Definition of $\vec{AB}$

If $A$ and $B$ are any points in $\mathbb{R}^n$, then the vector $\vec{AB}$ is defined by \[ \vec{AB}=B-A\] (on the right, we interpret points as column vectors so we can subtract them to get a column vector).

• $\vec{AB}$ is the vector which moves $A$ to $B$.

Example

In $\mathbb{R}^3$,

• if $A=(3,-4,5)$
• and $B=(11,6,-2)$
• then $\vec{AB}=\def\m#1{\mat{#1}}\m{11\\6\\-2}-\m{3\\-4\\5}=\m{8\\10\\-7}$.

The uses of vectors

Vectors are used in geometry and science to represent quantities with both a magnitude (size/length) and a direction. For example:

• displacements (in geometry)
• velocities
• forces

Recall that a column vector moves points.
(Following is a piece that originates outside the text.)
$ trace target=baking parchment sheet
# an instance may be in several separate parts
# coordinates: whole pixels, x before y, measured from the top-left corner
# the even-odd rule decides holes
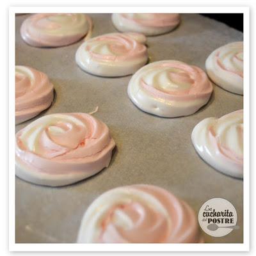
[[[110,14],[90,14],[92,36],[116,32]],[[187,201],[196,212],[207,200],[221,197],[237,212],[240,229],[222,237],[202,231],[206,243],[243,243],[243,180],[225,175],[196,153],[191,134],[209,116],[220,117],[243,108],[243,97],[214,84],[209,103],[189,116],[164,118],[140,111],[127,96],[131,77],[105,78],[81,70],[75,53],[82,42],[60,48],[35,48],[20,35],[28,15],[16,16],[16,65],[46,73],[54,86],[53,105],[39,116],[16,125],[16,131],[43,115],[65,112],[89,113],[105,122],[116,143],[109,166],[95,176],[61,188],[36,186],[16,177],[16,243],[76,243],[80,221],[97,196],[120,186],[157,185]],[[225,44],[243,40],[243,33],[198,14],[182,14],[173,31],[148,37],[150,62],[177,60],[205,70],[208,55]]]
Its magnitude, or length, is how far it moves points.

Definition: the length of a vector

If $\vec v=\m{v_1\\v_2\\\vdots\\v_n}$ is a column vector in $\mathbb{R}^n$, then its magnitude, or length, or norm, is the number \[ \|\vec v\|=\sqrt{v_1^2+v_2^2+\dots+v_n^2}.\]

Examples

• $\left\|\m{4\\3}\right\|=\sqrt{4^2+3^2}=\sqrt{16+9}=\sqrt{25}=5$

• \begin{align*}\left\|\m{1\\0\\-2\\3}\right\|&=\sqrt{1^2+0^2+(-2)^2+3^2}\\&=\sqrt{1+0+4+9}=\sqrt{14}\end{align*}

Exercise

Prove that if $c\in \mathbb{R}$ is a scalar and $\vec v$ is a vector in $\mathbb{R}^n$, then \[ \|c\vec v\|=|c|\,\|\vec v\|.\] That is, multiplying a vector by a scalar $c$ scales its length by $|c|$, the absolute value of $c$.
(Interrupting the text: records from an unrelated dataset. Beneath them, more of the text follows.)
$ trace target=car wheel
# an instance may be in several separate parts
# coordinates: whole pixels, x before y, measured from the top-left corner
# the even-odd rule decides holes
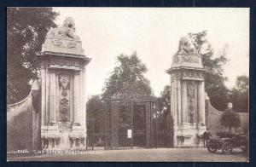
[[[207,147],[207,150],[208,152],[212,153],[215,153],[217,152],[217,148],[212,148],[211,147]]]
[[[224,142],[222,147],[223,153],[231,153],[233,151],[233,146],[230,142]]]

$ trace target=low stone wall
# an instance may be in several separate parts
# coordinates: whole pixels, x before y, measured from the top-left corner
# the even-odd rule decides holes
[[[7,107],[7,151],[32,148],[32,91],[23,101]]]
[[[249,114],[243,112],[236,112],[241,120],[241,128],[233,130],[233,132],[247,133],[249,129]],[[209,129],[212,135],[216,135],[216,132],[229,131],[228,128],[220,124],[220,118],[223,112],[216,110],[209,100],[206,100],[206,125]]]

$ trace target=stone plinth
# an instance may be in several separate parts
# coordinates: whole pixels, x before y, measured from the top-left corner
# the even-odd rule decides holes
[[[41,62],[41,142],[43,149],[83,149],[86,139],[86,65],[74,21],[51,28],[38,53]]]
[[[174,147],[201,147],[202,140],[200,136],[206,130],[205,70],[201,55],[187,37],[180,40],[172,67],[166,72],[171,75]]]

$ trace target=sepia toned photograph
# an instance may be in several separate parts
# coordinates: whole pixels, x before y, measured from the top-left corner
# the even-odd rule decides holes
[[[7,8],[7,161],[246,162],[249,8]]]

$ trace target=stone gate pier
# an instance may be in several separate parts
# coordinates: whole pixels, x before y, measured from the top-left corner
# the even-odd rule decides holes
[[[85,148],[85,66],[90,59],[84,55],[72,18],[49,31],[38,58],[42,148]]]
[[[201,57],[186,37],[179,42],[171,75],[171,114],[173,118],[175,147],[201,147],[206,130],[205,70]]]

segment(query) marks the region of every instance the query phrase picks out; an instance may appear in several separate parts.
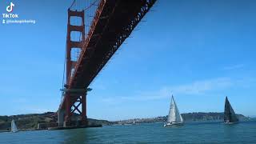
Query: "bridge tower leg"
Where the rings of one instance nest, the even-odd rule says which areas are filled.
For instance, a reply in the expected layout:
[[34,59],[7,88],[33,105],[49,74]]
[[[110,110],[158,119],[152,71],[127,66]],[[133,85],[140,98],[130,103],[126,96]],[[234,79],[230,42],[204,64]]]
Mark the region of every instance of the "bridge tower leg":
[[[70,18],[81,18],[80,25],[71,25]],[[71,39],[71,32],[78,32],[82,38],[78,40],[74,41]],[[87,118],[86,118],[86,91],[78,91],[76,88],[69,86],[70,78],[73,76],[73,70],[75,68],[78,59],[71,59],[71,51],[73,49],[80,49],[80,51],[82,48],[82,44],[85,40],[85,22],[84,22],[84,11],[74,11],[68,10],[68,24],[67,24],[67,35],[66,35],[66,89],[72,90],[66,92],[65,99],[66,99],[66,106],[65,106],[65,122],[64,126],[74,126],[74,120],[72,118],[77,117],[77,114],[74,114],[74,111],[78,113],[80,115],[80,120],[78,124],[86,125]],[[81,89],[80,89],[81,90]],[[82,106],[82,110],[78,107]],[[80,106],[81,107],[81,106]],[[76,114],[77,114],[76,113]],[[78,124],[78,119],[75,122],[76,125]]]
• Hints: $\sqrt{xy}=\sqrt{x}\sqrt{y}$, and $\sqrt{c^2}=|c|$.

Distance between two points

$\|\vec{AB}\|$ is the distance from point $A$ to point $B$

• since this is the length of vector which takes point $A$ to point $B$.
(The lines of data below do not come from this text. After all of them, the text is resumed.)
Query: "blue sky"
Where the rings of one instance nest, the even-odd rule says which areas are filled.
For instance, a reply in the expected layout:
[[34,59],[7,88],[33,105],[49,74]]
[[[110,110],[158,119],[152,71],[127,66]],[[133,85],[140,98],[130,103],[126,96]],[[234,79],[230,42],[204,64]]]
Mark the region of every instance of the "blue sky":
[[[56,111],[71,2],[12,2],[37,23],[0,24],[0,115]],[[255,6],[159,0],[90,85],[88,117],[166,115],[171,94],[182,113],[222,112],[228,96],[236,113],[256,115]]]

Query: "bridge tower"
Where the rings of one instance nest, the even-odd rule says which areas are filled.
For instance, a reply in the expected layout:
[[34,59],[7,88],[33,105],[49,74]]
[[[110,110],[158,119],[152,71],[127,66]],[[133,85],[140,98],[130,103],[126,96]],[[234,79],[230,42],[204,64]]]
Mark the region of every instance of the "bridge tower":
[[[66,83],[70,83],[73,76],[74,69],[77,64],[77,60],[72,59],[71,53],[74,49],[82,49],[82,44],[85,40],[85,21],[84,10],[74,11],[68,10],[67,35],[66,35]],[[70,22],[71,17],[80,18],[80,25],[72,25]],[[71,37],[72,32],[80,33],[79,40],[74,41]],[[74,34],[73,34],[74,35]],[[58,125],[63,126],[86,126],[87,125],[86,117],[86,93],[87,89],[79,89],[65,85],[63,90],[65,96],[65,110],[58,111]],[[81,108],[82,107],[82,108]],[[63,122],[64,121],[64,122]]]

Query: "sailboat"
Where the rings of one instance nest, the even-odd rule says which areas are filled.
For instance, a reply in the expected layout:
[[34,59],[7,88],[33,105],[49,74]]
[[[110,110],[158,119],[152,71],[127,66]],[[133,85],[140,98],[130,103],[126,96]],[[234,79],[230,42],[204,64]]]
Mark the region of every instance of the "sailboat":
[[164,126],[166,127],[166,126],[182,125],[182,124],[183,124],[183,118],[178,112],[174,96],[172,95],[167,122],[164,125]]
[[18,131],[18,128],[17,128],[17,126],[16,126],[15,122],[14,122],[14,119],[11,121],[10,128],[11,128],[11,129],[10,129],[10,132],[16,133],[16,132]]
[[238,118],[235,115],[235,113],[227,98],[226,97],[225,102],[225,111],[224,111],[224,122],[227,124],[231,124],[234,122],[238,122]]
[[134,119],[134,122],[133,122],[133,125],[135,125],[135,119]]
• e.g. how far from from $A=(1,2)$ to $B=(-3,4)$?
• $\small\|\def\m#1{\left[\begin{smallmatrix}#1\end{smallmatrix}\right]}\vec{AB}\|=\left\|\m{-3\\4}-\m{1\\2}\right\|=\left\|\m{-4\\2}\right\|=\sqrt{(-4)^2+2^2}=\sqrt{20}$.

• e.g. what's the length of the main diagonal of the unit cube in $\mathbb{R}^3$?
• = distance from $0=(0,0,0)$ to $A=(1,1,1)$
• $\|\vec{0A}\|=\left\|\m{1\\1\\1}\right\|=\sqrt{1^2+1^2+1^2}=\sqrt3$.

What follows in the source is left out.